As a rule, it's wiser to go with history.
Well, the historical record of nuclear power in the United States shows that it has been produced safely and responsibly. So we believe that TVA's plan to complete an idled reactor at Bellefonte Nuclear Plant, near Scottsboro, Ala., southeast of Chattanooga, is sensible.
Assuming TVA gets approval for the project, the Bellefonte reactor will generate enough power to supply 750,000 homes. In addition, it will produce none of the "greenhouse gases" that environmental activists blame for global warming. That's important in a time when heavy federal regulation is restricting our nation's ability to use coal - which releases greenhouse gases - to make electricity.
Nevertheless, we understand the fears some people have about nuclear power. It produces radioactive waste that must be safely stored long term.
Because of those and other legitimate concerns, no one need apologize for insisting that nuclear power generation be closely monitored to ensure its safety.
But looking at the long track record of safe nuclear energy production by TVA and by other utilities around the country, we do not see indications that TVA will be unable to operate Bellefonte safely. The United States' worst nuclear "disaster" was at Three Mile Island in 1979 - but no one died or was seriously hurt in that incident.

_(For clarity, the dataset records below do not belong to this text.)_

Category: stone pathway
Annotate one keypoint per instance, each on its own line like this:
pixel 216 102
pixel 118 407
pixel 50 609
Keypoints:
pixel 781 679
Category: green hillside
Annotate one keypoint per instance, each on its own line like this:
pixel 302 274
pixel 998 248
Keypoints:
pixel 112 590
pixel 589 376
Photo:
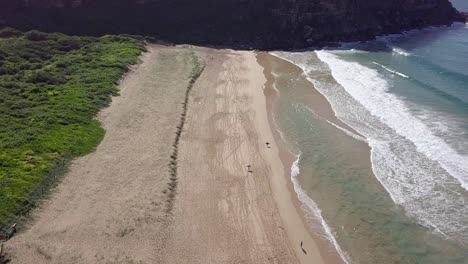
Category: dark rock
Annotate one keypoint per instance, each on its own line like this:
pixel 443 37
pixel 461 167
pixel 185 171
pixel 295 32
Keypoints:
pixel 265 24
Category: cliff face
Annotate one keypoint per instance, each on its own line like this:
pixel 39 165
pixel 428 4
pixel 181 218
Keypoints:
pixel 255 23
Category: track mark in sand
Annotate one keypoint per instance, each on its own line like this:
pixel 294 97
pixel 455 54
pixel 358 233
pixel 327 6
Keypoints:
pixel 197 69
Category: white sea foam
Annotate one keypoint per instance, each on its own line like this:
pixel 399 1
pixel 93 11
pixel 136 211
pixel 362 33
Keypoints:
pixel 313 212
pixel 369 89
pixel 402 52
pixel 390 70
pixel 347 132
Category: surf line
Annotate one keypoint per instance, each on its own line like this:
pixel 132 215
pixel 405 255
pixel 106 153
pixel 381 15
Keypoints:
pixel 197 70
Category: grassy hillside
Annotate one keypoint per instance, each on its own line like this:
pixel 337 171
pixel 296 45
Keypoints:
pixel 51 87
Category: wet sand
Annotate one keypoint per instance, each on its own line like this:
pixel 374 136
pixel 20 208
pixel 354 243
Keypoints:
pixel 112 207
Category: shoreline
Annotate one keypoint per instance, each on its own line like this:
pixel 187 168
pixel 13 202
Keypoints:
pixel 226 215
pixel 327 249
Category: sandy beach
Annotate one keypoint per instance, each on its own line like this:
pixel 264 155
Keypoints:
pixel 115 205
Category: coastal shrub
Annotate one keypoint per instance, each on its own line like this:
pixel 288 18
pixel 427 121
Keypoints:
pixel 51 87
pixel 9 32
pixel 35 35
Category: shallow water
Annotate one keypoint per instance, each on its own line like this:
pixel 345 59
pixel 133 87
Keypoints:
pixel 405 200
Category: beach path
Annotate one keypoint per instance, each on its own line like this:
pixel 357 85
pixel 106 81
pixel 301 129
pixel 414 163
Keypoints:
pixel 233 202
pixel 226 212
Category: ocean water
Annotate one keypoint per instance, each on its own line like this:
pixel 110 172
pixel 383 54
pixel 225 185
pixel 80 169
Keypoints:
pixel 396 189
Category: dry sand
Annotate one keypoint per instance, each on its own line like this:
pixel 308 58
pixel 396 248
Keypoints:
pixel 111 206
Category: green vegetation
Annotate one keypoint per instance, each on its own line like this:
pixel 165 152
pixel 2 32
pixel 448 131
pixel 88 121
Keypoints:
pixel 51 87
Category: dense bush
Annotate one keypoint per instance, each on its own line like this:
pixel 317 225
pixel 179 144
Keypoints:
pixel 51 87
pixel 9 32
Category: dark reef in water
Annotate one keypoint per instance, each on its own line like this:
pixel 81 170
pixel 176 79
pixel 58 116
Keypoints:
pixel 264 24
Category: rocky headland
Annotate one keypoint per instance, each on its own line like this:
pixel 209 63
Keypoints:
pixel 265 24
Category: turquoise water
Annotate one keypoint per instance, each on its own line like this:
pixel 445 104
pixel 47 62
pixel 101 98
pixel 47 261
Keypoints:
pixel 408 96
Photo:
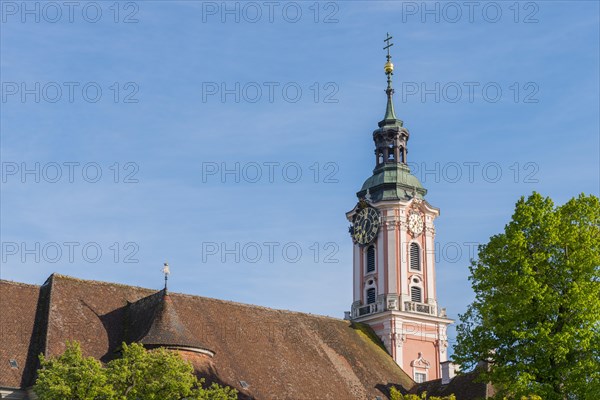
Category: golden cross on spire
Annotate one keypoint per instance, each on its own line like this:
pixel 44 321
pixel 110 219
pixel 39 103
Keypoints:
pixel 389 67
pixel 388 45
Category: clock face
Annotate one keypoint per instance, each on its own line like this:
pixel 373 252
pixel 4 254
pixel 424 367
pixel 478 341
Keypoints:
pixel 365 225
pixel 415 223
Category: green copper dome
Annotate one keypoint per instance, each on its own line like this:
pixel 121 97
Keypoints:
pixel 392 182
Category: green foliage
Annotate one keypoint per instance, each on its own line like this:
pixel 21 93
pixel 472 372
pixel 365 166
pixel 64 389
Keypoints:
pixel 138 375
pixel 396 395
pixel 536 313
pixel 71 376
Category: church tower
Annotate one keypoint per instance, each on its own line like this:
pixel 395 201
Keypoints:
pixel 392 228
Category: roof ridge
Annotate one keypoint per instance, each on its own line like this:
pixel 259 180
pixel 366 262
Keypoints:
pixel 171 293
pixel 16 283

Some have raised issues surrounding the nuclear facility in Japan that was damaged by an incredibly powerful earthquake and tsunami in March. Those worries are understandable. But often left out of the discussion on the disaster in Japan is the fact that not a single person has died from radiation as a result. The quake and the tsunami tragically claimed thousands of lives, but radiation from the damaged plant hasn't claimed one.
Far from being a reason to drop nuclear power, the events in Japan suggest that nuclear power can be a safe, reasonable means to meet a country's energy needs.
In fact, Japan was on track to produce more than half its electricity with nuclear power by 2030. But regrettably, Japan's prime minister is now pushing for his country to drop construction of nuclear power plants and eventually to eliminate all nuclear power production there. That seems like a gross overreaction, since radiation didn't kill anyone in the wake of Japan's tsunami and quake.
And how Japan will be able to meet its energy needs without nuclear power is unclear. When Germany recently took some of its nuclear plants off-line in response to the problems in Japan, Germany immediately became a net importer, rather than a net exporter, of energy. Its energy exports to the Netherlands and Switzerland stopped, and imports of electricity from France doubled. That means higher energy costs for German individuals and businesses.
Japan and Germany obviously are entitled to set their own policies on nuclear energy production. But it would be extremely ill advised for the United States to follow their lead by slow-walking - much less abandoning - the production of reliable, plentiful nuclear power.